This paper, which was published on September 14, 2016, examines the effect of N,N-Dimethyltryptamine (DMT) on hypoxia-induced cellular changes. It specifically looks at the role of the Sigma-1 receptor.
Abstract: DMT is capable of reducing cell death when cells are placed in a hypoxic environment. Sigma-1 receptor activity is involved in that effect.
Authors: Attila Szabo, Attila Kovacs, Jordi Riba, Srdjan Djurovic, Eva Rajnavolgyi, and Ede Frecska
The Sigma-1 receptor is known to play a role in cellular responses to hypoxia and DMT is a known ligand for the receptor. DMT’s effect on Sigma-1 has been studied to some degree and this study further explores DMT’s effects to see if it can protect cells during hypoxia.
Here are the cell types that were used:
- Cortical neurons derived from human-induced pluripotent stem cells (iPSCs).
- Monoctye-derived macrophages (moMACs)
- Monocyte-derived dendritic cells (moDCs)
Sigma-1 Expression in iPSC-Derived Neurons
Expression of Sigma-1 hadn’t been investigated in iPSC-derived cortical neurons, whereas it has been looked at in moMACs and moDACs, both of which express high levels of Sigma-1.
The neural stem cells were found to have a low baseline expression level. But, as the cells differentiate into neurons, the expression increases, ultimately reaching a peak at the end of the differentiation.
DMT Boosts Survival During Hypoxia
To see how cells would respond during hypoxia, an environment with 0.5% oxygen was used.
Cell death, more so with the neurons, was observed and it was reduced with DMT. DMT was used at a concentration ranging from 10 – 200 uM, with the efficacy depending on the cell type.
- Neurons (after 6 hours of hypoxia)
- Control = 19% survival
- 10 uM DMT = 31% survival
- 50 uM DMT = 64% survival
Significant beneficial changes were seen with neurons beginning at 10 uM, whereas 50 uM had an effect in moMACs and moDCs. No difference in the MACs/DCs was seen between 50 uM and 200 uM. Also, the survival rate was still relatively high in moMACs and moDCs by the 6 hour mark, though the drop that was seen could be reduced with DMT.

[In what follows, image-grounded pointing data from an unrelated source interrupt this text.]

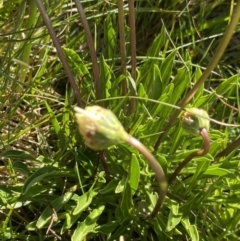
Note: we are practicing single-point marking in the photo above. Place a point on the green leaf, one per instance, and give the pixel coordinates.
(37, 176)
(216, 171)
(88, 225)
(157, 44)
(15, 154)
(105, 77)
(174, 217)
(47, 214)
(76, 64)
(202, 166)
(21, 167)
(109, 37)
(166, 68)
(109, 227)
(84, 201)
(191, 229)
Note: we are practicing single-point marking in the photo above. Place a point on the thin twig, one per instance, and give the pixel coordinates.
(228, 149)
(60, 52)
(122, 45)
(202, 152)
(133, 51)
(96, 72)
(153, 163)
(212, 64)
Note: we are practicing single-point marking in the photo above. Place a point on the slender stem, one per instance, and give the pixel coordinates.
(228, 149)
(96, 71)
(153, 163)
(133, 51)
(60, 53)
(28, 46)
(105, 166)
(202, 152)
(212, 64)
(122, 44)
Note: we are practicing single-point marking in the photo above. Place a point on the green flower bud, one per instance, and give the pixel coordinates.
(193, 121)
(99, 126)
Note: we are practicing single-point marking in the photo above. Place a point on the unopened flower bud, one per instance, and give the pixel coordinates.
(99, 126)
(193, 121)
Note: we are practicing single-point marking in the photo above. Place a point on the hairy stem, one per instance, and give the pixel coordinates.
(96, 72)
(28, 46)
(228, 149)
(122, 45)
(212, 64)
(60, 52)
(133, 51)
(153, 163)
(202, 152)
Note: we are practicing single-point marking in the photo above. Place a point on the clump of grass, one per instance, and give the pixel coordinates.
(52, 185)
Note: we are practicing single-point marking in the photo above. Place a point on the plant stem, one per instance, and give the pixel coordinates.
(212, 64)
(96, 72)
(133, 51)
(28, 46)
(228, 149)
(60, 52)
(202, 152)
(122, 45)
(153, 163)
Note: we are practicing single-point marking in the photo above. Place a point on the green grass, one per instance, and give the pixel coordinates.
(52, 186)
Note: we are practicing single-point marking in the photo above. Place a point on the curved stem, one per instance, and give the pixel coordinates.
(153, 163)
(133, 51)
(212, 64)
(202, 152)
(60, 52)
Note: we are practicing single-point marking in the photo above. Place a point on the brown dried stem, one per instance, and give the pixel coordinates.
(60, 52)
(212, 64)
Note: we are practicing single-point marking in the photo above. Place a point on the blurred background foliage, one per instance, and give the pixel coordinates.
(52, 187)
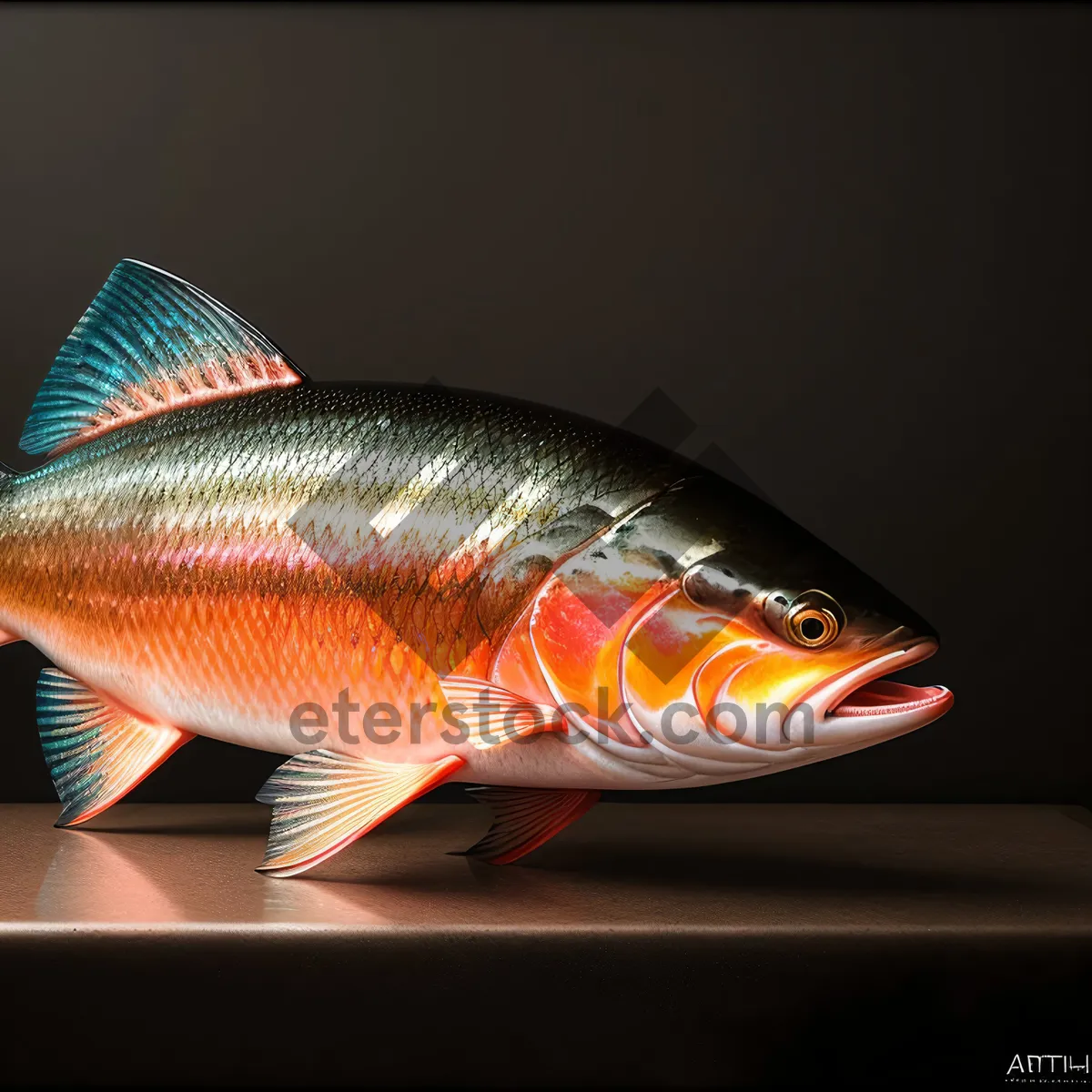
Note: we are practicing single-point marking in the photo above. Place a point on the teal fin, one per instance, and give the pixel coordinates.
(96, 752)
(148, 343)
(323, 801)
(525, 818)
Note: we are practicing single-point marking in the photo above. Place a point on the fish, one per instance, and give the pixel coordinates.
(397, 585)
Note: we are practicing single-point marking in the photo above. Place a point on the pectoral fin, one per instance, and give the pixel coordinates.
(322, 802)
(96, 752)
(525, 818)
(494, 715)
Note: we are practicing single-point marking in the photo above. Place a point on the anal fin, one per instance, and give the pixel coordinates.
(322, 802)
(96, 752)
(525, 818)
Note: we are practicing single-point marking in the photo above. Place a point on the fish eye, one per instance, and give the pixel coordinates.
(813, 621)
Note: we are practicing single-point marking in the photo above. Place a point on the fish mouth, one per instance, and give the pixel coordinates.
(860, 703)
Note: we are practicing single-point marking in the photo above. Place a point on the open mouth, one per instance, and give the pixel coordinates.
(862, 700)
(884, 697)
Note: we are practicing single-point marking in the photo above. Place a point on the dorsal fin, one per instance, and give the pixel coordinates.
(148, 343)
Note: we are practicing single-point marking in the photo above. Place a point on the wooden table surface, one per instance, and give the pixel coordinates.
(647, 945)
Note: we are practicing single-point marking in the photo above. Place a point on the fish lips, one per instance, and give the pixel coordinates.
(858, 705)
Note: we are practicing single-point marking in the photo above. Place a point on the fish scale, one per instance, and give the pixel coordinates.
(217, 546)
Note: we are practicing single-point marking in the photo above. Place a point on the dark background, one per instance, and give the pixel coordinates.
(852, 245)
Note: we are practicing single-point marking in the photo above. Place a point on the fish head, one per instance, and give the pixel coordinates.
(740, 643)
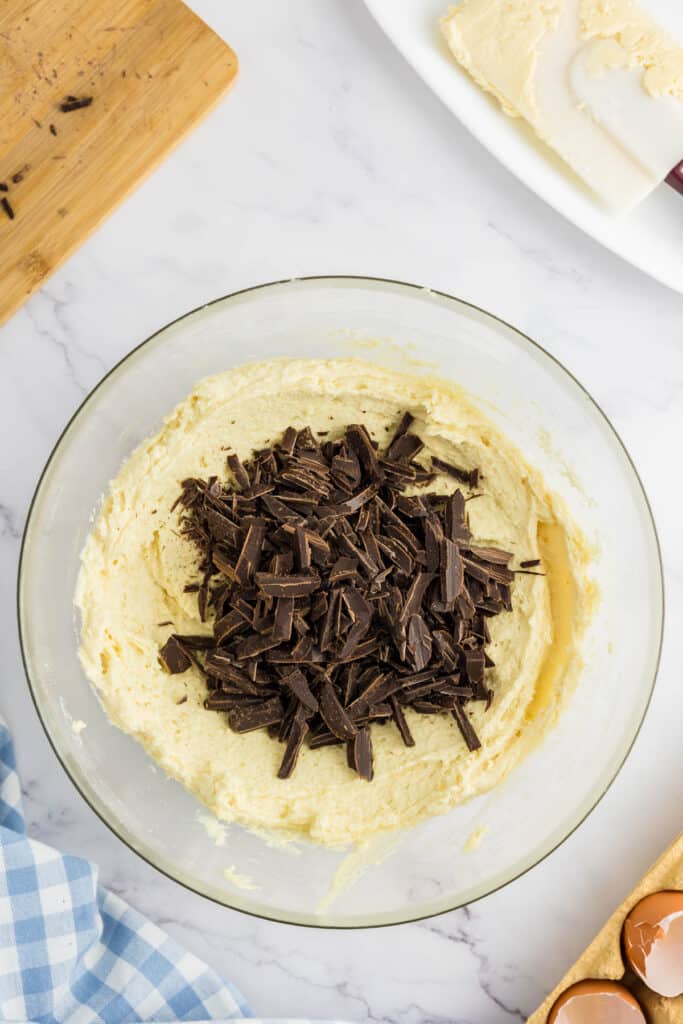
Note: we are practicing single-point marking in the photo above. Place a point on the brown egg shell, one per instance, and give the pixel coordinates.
(587, 1000)
(652, 939)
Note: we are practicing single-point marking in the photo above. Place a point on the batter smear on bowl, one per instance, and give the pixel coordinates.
(331, 599)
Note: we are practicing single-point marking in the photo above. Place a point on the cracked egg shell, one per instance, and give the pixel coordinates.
(653, 942)
(596, 1003)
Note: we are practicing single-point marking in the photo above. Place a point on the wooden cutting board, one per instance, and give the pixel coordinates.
(151, 70)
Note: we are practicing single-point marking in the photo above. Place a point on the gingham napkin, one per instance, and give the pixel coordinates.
(72, 952)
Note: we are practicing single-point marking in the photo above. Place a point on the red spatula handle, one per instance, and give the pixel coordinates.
(675, 179)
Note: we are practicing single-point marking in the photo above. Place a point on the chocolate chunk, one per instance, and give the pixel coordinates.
(468, 476)
(287, 586)
(401, 723)
(452, 571)
(296, 681)
(358, 439)
(247, 719)
(338, 601)
(419, 643)
(466, 727)
(333, 714)
(360, 754)
(251, 551)
(173, 656)
(238, 470)
(75, 103)
(295, 740)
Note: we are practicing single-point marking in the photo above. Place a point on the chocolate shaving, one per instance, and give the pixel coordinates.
(173, 656)
(338, 602)
(75, 103)
(468, 476)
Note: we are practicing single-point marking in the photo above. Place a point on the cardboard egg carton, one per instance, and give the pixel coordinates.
(603, 960)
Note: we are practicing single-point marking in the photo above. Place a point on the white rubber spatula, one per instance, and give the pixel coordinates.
(649, 129)
(617, 137)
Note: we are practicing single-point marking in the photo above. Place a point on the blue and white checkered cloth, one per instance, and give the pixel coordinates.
(72, 952)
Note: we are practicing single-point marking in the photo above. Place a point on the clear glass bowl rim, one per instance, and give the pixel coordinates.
(371, 283)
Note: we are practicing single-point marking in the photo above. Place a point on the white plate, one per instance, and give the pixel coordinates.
(650, 237)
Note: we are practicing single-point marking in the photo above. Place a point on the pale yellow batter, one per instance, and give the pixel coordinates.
(135, 565)
(586, 75)
(499, 42)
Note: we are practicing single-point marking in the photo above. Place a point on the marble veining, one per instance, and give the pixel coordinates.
(330, 156)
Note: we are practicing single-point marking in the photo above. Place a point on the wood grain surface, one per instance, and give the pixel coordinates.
(153, 70)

DMT Affects HIF-1a Expression
Hypoxia-inducible factor 1-alpha (HIF-1a) normally increases during hypoxia, a change that can largely be prevented by DMT at 50 uM.
All of the control cells showed higher levels of HIF-1a protein expression after 6 hours of hypoxia. When DMT was used, the increase was much lower.
VEGF (vascular endothelial growth factor), a protein connected with HIF-1a, appears to increase (as seen by measuring mRNA expression) during hypoxia. This change was blunted by DMT as well.
When a non-hypoxic environment is used, DMT has no effect on HIF-1a.
Sigma-1 Is Involved In These Effects
To make sure Sigma-1 is actually involved, two separate methods were employed. First, the Sigma-1 gene was silenced. Second, an antagonist was used.
In the first test, silencing led to the following receptor downregulation:
- Over 93% in neurons
- Over 96% in moMACs
- Over 91% in moDCs
Silencing of the gene got rid of DMT’s ability to boost cell survival during hypoxia. It also blocked the HIF-1a modulation.
Sigma-1 silenced cells treated with DMT did worse in hypoxia than the control cells.
As for the antagonist experiment, BD1063 was used. It successfully blocked DMT’s effect on survival and HIF-1a.
Hypoxia is capable of causing significant cell death in iPSC-derived cortical neurons, moMACs, and moDCs. When DMT is used, a concentration of 10 uM – 50 uM can improve cell survival in neurons, while 50 uM improves survival in the other cells.
Just as cell death is induced, HIF-1a is normally increased along with VEGF mRNA expression. DMT also greatly reduces these effects.
DMT appears to exert a protective effect during hypoxia and those effects are connected to Sigma-1 receptor agonism.